The ongoing challenges of healthcare are driving new creative solutions. One option growing in popularity is concierge medicine. I don’t think concierge medicine is automatically the perfect option for everyone, but I do think it deserves serious consideration. Devin Leonard writes about the concierge medicine trend in Bloomberg Businessweek (“The Cash-Only Doctors’ Club” 12/3/12–12/9/12, pp. 62–67):
“Atlas MD’s two physicians, Josh Umbehr and Doug Nunamaker, don’t accept insurance. Instead, they charge most of their adult patients $50 a month for unlimited visits. They also offer free EKGs and biopsies and cut-rate prices on prescription drugs.” (p. 64)

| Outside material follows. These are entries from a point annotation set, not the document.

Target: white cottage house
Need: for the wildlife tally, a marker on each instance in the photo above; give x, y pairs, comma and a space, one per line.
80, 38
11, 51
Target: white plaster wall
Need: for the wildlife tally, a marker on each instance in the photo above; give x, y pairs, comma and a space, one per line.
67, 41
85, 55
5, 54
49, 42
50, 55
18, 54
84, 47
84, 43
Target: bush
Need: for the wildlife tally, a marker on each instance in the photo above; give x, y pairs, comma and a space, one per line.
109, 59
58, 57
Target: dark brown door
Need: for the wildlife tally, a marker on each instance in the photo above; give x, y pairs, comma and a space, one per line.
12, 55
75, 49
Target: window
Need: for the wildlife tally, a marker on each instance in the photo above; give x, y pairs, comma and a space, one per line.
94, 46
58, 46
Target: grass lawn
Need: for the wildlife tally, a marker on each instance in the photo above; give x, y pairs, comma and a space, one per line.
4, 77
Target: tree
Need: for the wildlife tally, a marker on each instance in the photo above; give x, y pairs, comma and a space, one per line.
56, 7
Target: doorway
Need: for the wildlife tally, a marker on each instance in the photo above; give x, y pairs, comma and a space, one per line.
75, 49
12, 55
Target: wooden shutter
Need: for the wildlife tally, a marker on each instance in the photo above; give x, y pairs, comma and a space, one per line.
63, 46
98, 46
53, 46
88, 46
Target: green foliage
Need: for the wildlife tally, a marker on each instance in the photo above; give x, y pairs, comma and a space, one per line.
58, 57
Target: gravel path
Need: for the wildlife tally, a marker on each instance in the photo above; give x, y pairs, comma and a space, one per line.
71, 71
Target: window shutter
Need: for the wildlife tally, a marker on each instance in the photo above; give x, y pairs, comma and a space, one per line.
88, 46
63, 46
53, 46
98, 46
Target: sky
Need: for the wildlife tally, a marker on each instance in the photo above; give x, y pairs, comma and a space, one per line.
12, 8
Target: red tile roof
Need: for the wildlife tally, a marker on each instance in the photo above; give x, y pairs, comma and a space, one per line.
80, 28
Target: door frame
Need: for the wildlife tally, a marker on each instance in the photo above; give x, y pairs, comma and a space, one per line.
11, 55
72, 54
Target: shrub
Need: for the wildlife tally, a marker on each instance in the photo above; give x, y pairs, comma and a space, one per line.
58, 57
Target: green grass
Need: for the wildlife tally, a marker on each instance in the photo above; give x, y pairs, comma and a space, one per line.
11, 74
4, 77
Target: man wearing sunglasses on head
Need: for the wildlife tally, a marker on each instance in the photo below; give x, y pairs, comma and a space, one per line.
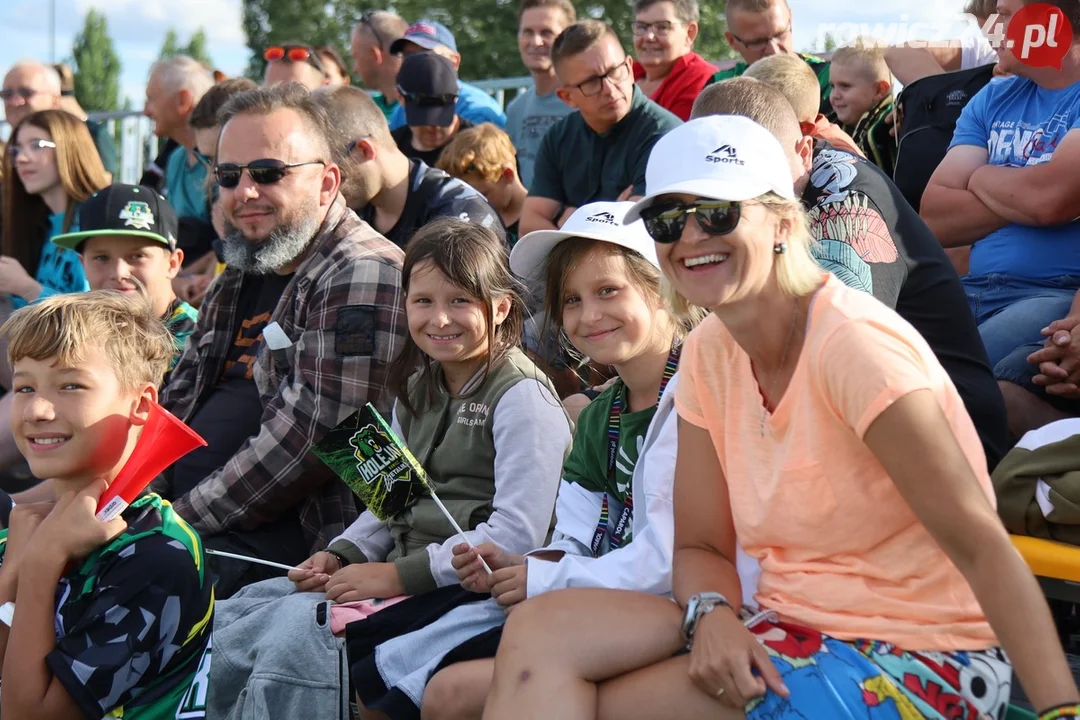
372, 60
428, 86
759, 28
392, 193
872, 239
30, 86
302, 263
473, 103
598, 152
294, 62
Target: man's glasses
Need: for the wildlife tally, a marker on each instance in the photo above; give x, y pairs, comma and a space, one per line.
262, 172
11, 93
428, 100
661, 29
31, 149
761, 42
665, 221
595, 84
293, 54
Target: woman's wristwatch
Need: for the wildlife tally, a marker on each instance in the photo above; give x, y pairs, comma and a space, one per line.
697, 608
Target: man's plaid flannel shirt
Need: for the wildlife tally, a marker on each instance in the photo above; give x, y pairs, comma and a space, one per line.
345, 313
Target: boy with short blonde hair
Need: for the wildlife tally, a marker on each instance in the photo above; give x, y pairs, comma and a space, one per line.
796, 80
862, 98
485, 158
110, 619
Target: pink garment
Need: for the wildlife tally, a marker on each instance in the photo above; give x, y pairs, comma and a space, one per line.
350, 612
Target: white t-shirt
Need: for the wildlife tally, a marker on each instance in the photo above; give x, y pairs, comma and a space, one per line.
975, 50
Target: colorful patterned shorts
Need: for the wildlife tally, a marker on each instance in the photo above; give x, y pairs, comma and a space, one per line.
873, 680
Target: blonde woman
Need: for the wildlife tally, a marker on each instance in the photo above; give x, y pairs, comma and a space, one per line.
818, 428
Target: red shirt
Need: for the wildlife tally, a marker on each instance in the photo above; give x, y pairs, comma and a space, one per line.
684, 82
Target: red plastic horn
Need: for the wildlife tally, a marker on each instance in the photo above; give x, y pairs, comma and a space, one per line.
164, 440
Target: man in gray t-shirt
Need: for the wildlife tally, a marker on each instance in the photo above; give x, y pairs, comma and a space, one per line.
538, 108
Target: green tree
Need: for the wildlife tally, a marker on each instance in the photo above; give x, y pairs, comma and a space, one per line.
96, 65
171, 48
485, 30
197, 49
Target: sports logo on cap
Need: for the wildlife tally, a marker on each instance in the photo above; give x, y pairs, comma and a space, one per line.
606, 218
421, 28
137, 215
725, 153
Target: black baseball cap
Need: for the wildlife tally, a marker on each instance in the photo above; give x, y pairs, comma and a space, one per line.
124, 209
429, 84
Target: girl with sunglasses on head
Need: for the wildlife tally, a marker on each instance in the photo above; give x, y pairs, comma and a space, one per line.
51, 165
818, 428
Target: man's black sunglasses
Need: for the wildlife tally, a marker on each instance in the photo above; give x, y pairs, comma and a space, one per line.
428, 100
262, 172
665, 221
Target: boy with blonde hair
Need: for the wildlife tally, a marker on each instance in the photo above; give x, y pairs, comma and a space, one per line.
862, 98
793, 77
485, 158
110, 619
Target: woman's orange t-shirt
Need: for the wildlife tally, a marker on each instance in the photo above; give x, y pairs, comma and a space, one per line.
839, 547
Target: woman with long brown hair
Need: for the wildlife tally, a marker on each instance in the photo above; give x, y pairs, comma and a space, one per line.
51, 165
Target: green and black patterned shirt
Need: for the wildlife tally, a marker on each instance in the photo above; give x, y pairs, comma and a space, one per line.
134, 620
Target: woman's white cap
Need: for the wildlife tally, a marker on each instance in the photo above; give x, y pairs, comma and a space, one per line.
717, 157
603, 221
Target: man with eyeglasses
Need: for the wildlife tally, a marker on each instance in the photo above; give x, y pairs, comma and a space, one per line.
599, 151
531, 112
871, 238
372, 59
666, 69
428, 86
30, 86
473, 103
759, 28
296, 334
294, 62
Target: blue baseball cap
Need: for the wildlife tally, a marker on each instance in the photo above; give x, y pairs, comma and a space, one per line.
427, 34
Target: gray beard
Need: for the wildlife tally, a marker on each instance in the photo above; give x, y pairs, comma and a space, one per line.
285, 243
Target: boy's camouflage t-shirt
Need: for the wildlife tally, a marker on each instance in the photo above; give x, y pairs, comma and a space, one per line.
180, 320
134, 620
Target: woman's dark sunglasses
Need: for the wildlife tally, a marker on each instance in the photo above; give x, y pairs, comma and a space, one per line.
262, 172
665, 221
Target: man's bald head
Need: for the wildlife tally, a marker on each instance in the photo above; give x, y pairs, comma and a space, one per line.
751, 98
29, 86
766, 106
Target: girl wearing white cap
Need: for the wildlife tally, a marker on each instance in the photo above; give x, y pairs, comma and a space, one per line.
818, 428
615, 524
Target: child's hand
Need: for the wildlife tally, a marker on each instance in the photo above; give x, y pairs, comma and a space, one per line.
364, 581
311, 575
471, 572
71, 531
23, 525
510, 585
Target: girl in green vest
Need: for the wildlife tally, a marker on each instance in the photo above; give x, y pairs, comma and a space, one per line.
482, 419
615, 525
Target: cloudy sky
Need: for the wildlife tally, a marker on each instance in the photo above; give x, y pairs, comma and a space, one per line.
138, 28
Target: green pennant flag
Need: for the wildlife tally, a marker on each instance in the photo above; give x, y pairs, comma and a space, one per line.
366, 453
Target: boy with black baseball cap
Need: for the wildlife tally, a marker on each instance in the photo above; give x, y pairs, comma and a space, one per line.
428, 86
126, 238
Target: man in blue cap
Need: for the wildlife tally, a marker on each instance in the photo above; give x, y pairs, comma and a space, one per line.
473, 104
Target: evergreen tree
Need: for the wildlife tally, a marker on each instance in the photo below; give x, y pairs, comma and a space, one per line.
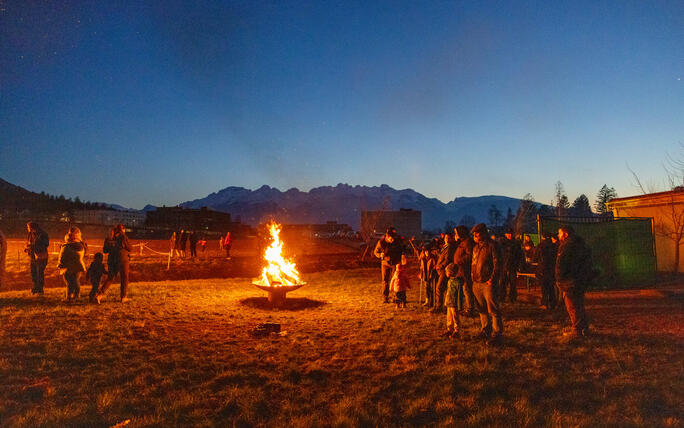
604, 195
561, 200
581, 207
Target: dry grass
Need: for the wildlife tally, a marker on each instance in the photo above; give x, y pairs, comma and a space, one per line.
180, 354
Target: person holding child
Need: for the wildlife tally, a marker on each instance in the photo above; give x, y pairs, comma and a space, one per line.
71, 263
94, 274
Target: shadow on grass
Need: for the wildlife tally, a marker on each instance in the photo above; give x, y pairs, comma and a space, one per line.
291, 303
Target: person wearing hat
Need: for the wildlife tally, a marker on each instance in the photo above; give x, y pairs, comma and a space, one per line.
512, 261
463, 258
485, 271
446, 256
453, 300
37, 243
390, 252
573, 275
545, 257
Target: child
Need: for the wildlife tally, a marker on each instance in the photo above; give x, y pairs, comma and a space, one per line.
71, 263
427, 273
94, 274
399, 284
453, 302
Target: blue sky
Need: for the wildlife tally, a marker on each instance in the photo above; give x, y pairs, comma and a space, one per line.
136, 103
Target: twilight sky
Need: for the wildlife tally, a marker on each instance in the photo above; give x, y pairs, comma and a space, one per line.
129, 103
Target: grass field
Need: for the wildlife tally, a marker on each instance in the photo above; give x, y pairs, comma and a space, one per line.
180, 354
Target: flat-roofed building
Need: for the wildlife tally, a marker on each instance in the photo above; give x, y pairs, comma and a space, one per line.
667, 211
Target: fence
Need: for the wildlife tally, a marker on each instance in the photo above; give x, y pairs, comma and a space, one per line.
623, 249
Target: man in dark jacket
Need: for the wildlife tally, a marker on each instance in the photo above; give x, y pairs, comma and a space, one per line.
463, 258
118, 262
37, 243
446, 257
485, 271
512, 261
573, 273
390, 251
545, 271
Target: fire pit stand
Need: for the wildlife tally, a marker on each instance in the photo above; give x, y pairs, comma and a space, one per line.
276, 295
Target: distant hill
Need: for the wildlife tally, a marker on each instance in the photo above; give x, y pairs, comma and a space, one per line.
343, 203
16, 200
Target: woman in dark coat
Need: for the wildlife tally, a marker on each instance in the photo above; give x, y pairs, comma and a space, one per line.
118, 262
37, 243
71, 264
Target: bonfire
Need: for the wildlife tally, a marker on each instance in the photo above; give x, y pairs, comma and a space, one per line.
280, 275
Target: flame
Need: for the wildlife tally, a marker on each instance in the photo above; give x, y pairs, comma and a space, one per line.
278, 270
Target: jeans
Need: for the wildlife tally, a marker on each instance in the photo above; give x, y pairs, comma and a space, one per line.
73, 283
38, 275
574, 303
487, 305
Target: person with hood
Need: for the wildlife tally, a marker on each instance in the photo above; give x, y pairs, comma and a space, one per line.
463, 258
485, 271
426, 272
71, 264
391, 253
37, 243
573, 275
512, 262
118, 262
545, 256
446, 256
3, 257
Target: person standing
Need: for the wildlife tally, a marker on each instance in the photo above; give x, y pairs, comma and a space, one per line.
37, 243
94, 274
71, 264
3, 258
446, 257
118, 262
390, 252
192, 238
573, 274
426, 273
512, 260
545, 271
227, 244
172, 244
463, 258
485, 271
183, 243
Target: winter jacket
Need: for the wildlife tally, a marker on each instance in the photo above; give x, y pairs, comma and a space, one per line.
71, 257
546, 259
446, 256
389, 253
37, 244
463, 258
486, 264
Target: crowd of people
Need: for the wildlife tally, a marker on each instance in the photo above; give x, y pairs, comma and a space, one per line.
471, 272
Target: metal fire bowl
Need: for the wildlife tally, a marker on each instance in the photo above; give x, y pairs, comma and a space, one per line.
282, 288
276, 295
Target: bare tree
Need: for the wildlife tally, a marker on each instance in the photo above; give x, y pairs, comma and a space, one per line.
669, 218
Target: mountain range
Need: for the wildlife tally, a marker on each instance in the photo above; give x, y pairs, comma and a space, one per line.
343, 203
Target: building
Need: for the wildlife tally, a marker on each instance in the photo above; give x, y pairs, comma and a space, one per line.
110, 217
330, 229
667, 211
190, 219
409, 223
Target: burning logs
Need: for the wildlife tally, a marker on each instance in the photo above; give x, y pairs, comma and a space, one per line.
279, 276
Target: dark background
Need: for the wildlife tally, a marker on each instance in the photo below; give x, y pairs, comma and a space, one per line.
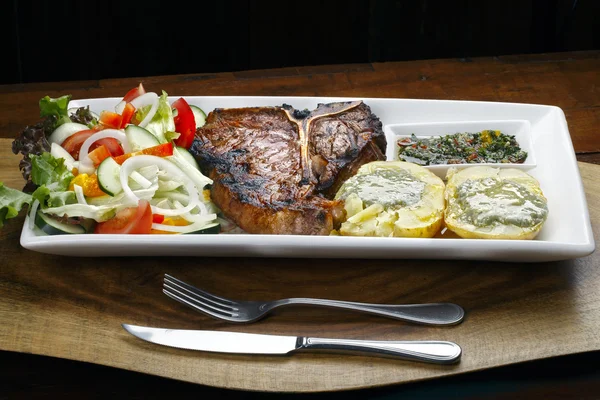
79, 40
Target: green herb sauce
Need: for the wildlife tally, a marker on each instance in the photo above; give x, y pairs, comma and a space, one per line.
488, 201
487, 146
386, 187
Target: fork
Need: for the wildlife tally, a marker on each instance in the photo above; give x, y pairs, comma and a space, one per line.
250, 311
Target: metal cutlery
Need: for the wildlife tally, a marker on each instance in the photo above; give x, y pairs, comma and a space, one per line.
250, 311
438, 352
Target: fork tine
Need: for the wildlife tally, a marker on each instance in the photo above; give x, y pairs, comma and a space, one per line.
198, 299
213, 313
216, 299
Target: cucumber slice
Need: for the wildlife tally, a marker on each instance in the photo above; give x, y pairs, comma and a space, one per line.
199, 116
187, 156
108, 177
53, 227
140, 138
208, 229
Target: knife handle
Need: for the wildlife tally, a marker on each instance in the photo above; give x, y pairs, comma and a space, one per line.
437, 352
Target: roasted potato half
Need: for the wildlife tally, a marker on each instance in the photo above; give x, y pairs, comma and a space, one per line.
392, 198
494, 203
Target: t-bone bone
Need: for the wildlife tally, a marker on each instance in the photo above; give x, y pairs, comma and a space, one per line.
276, 169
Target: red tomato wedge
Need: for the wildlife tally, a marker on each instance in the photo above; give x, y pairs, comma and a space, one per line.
162, 150
127, 114
110, 119
99, 154
133, 220
134, 93
74, 142
185, 124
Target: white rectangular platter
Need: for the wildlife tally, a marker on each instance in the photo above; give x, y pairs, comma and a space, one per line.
541, 130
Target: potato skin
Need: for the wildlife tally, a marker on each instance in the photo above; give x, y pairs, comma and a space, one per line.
499, 231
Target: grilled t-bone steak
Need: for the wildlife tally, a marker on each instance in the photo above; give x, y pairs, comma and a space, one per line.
275, 169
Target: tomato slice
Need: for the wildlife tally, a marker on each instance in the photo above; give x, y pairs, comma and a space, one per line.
111, 119
133, 220
74, 142
134, 93
99, 154
185, 123
127, 114
162, 150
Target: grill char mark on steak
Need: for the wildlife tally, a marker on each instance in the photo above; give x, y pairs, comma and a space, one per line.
274, 167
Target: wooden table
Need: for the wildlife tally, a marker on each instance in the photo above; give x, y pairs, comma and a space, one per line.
72, 308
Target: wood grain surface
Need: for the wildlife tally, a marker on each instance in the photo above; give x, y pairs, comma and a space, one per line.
72, 307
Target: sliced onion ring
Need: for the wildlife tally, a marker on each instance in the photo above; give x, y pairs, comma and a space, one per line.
196, 226
146, 99
85, 164
133, 163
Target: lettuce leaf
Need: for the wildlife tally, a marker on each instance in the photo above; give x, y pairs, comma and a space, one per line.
162, 122
51, 172
97, 213
11, 202
56, 107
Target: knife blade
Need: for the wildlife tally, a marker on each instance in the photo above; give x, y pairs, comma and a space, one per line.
432, 351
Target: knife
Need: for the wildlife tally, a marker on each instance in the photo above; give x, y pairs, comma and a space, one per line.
438, 352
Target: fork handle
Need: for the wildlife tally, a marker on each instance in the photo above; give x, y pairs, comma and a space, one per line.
438, 352
427, 314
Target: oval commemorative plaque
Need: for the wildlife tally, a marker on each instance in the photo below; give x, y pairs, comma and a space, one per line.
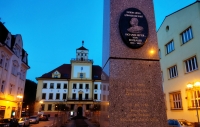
133, 28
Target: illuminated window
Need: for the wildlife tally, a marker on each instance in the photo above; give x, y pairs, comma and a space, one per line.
57, 96
169, 47
86, 86
173, 72
42, 107
49, 107
44, 85
65, 86
186, 35
95, 96
51, 85
58, 85
43, 95
95, 86
50, 95
194, 98
191, 64
175, 100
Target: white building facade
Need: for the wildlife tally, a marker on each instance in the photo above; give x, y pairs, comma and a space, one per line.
13, 69
76, 85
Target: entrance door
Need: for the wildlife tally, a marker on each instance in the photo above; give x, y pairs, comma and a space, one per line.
80, 96
80, 111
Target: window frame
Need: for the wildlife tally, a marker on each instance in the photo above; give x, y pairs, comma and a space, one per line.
169, 47
189, 67
176, 100
173, 71
184, 35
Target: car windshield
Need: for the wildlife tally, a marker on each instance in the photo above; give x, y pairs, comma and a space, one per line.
184, 122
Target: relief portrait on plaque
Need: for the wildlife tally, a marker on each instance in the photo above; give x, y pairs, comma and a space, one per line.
133, 28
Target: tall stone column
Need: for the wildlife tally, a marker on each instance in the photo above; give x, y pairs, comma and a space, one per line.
131, 66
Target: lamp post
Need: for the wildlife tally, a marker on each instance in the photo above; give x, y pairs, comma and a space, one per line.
193, 87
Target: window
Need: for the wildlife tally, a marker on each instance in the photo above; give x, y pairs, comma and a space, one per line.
104, 97
104, 87
175, 100
51, 85
58, 85
56, 107
57, 96
43, 95
81, 75
86, 96
173, 72
64, 96
2, 86
87, 106
194, 97
95, 96
6, 63
15, 67
42, 107
11, 88
50, 95
74, 86
73, 96
80, 86
44, 85
191, 64
95, 86
86, 86
65, 86
169, 47
186, 35
49, 107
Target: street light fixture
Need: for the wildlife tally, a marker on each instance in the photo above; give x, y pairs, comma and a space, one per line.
194, 86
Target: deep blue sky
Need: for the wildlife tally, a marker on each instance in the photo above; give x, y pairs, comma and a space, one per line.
53, 30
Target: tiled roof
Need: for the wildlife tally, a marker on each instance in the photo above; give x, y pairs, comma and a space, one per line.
3, 33
82, 48
65, 71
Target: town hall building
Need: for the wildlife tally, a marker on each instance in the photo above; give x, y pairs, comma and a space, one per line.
76, 85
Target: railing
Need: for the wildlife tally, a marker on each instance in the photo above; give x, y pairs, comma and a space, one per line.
84, 60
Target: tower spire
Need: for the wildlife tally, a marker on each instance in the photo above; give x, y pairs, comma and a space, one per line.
82, 43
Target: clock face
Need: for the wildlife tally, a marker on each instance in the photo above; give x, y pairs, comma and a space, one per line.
133, 28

On the surface, concierge medicine presents a promising approach. I especially like the unlimited access the patient gains. That additional time is a contributor to the patient’s overall health, instead of simply focusing on “today’s problem.” Leonard elaborates on this point:
“Proponents of concierge medicine insist that more time with each patient allows them to provide holistic care that can prevent diseases such as diabetes that are major drivers of health-care costs in America and keep people out of hospital emergency rooms.” (pp. 64–65)
The statistics are quite telling. The traditional primary-care doctor handles 3,281 patients while the typical concierge-medicine doctor handles about 400. By eliminating so much of the insurance red tape and associated costs, and by focusing more intensely and holistically on each patient, everyone wins.
The model described is certainly not the holy grail of healthcare. It will not work across the board. Nevertheless, increasing numbers of doctors are shifting into the model or one of its many variations. Given its growing positive reception, my guess is we will only see more concierge medicine and in many new flavors.